I have a mesh from blender in a text file :
v 1.000000 -1.000000 -1.000000
v 1.000000 -1.000000 1.000000
v -1.000000 -1.000000 1.000000
v -1.000000 -1.000000 -1.000000
v 1.000000 1.000000 -0.999999
v 0.999999 1.000000 1.000001
v -1.000000 1.000000 1.000000
v -1.000000 1.000000 -1.000000
f 2 3 4
f 8 7 6
f 5 6 2
f 6 7 3
f 3 7 8
f 1 4 8
f 1 2 4
f 5 8 6
f 1 5 2
f 2 6 3
f 4 3 8
f 5 1 8
Problem is if my meshes get bigger eg with a Sphere how do I attach the letter f (as float) to the end of the vertices numbers?
Is there a quick way of doing this?
This is not an OpenGL question. The mesh you’ve created from Blender is in .obj format. These are not OpenGL commands. The lines simply define the vertices and polygons making up a model. This is a modeling (or CAD) format. Because .obj is a simple, ASCII format, it is common from people to import models in this format into OpenGL programs. But that requires writing quite a bit of OpenGL code in C, C++, or some other programming language. There is no need to attach the letter ‘f’ to the vertex coordinates.
Thanks for your reply Carmine.
What I am trying to do is add a Sphere mesh from blender to OpenGL ES 2.0.
Are you saying Carmine that if I copied these vertices into my OpenGL Renderer they would not work?.

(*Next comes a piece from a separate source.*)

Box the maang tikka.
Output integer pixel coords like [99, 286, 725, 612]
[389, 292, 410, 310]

I am using Android Studio and Java.
I don’t understand why I would not need to add the letter “f” at the end of these vertices numbers as Java requires this for floats.

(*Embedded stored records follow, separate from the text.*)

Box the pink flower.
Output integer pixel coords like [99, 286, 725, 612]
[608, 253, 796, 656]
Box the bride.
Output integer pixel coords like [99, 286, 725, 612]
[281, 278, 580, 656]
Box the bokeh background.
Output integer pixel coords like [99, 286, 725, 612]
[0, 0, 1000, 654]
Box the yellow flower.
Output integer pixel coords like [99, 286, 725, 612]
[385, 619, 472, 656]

When I copied a Sphere mesh into notepad it looked like thousands of vertices in it.
To then start putting the letter f on each vertices would be a laborious task.

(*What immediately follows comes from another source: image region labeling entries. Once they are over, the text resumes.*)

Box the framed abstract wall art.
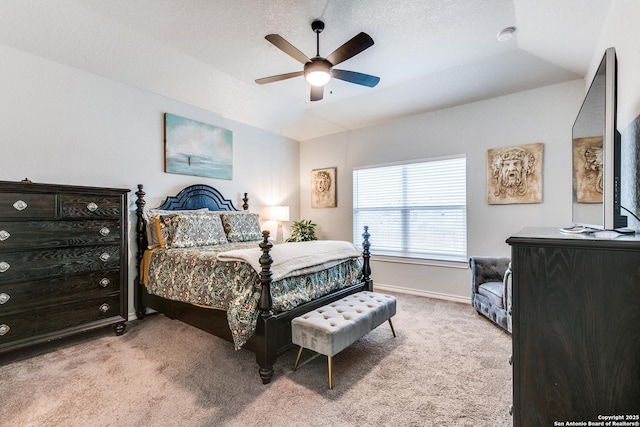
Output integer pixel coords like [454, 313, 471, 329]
[164, 113, 233, 179]
[311, 168, 338, 208]
[487, 142, 544, 205]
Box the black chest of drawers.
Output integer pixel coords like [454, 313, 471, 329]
[0, 181, 129, 352]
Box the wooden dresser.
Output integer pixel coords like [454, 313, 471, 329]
[507, 228, 640, 427]
[0, 180, 129, 352]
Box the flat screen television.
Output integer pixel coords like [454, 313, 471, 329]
[565, 47, 628, 232]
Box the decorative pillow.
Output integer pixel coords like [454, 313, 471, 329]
[154, 214, 182, 248]
[142, 208, 209, 249]
[220, 212, 262, 242]
[171, 213, 228, 248]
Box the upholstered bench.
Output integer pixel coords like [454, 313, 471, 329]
[291, 291, 396, 389]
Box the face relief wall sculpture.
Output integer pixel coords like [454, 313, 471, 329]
[487, 142, 544, 205]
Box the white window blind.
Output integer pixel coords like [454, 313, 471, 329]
[353, 157, 467, 262]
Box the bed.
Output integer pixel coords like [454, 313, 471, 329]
[134, 184, 373, 384]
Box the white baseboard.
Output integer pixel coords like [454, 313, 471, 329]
[373, 283, 471, 305]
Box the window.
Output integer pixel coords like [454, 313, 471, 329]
[353, 157, 467, 262]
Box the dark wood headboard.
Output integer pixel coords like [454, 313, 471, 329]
[156, 184, 249, 211]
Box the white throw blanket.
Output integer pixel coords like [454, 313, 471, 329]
[217, 240, 360, 281]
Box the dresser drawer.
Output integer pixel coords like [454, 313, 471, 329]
[60, 194, 122, 218]
[0, 270, 120, 316]
[0, 193, 56, 218]
[0, 296, 120, 350]
[0, 219, 121, 251]
[0, 245, 120, 284]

Obviously if I decided to create a mesh in just OpenGL alone I believe that is a huge amount of work!
I have not worked with OpenGL ES, though I assume it’s a subset of OpenGL.
I’ve only worked a little bit with Java. So I’m a little hazy on what you’re asking.
Can your ‘OpenGL Renderer’ display anything yet - perhaps a simple cube?
If so, post the part of the code that specifies the vertices, lines, and faces of the cube.
I might be able to help you after seeing that.
Sounds like you’re trying to cut and paste vertex definitions into your renderer.
As you say, this would be cumbersome with large, complex models.
What’s usually done is that a subroutine is written which reads in the .obj file
and calls the appropriate GL commands to render it.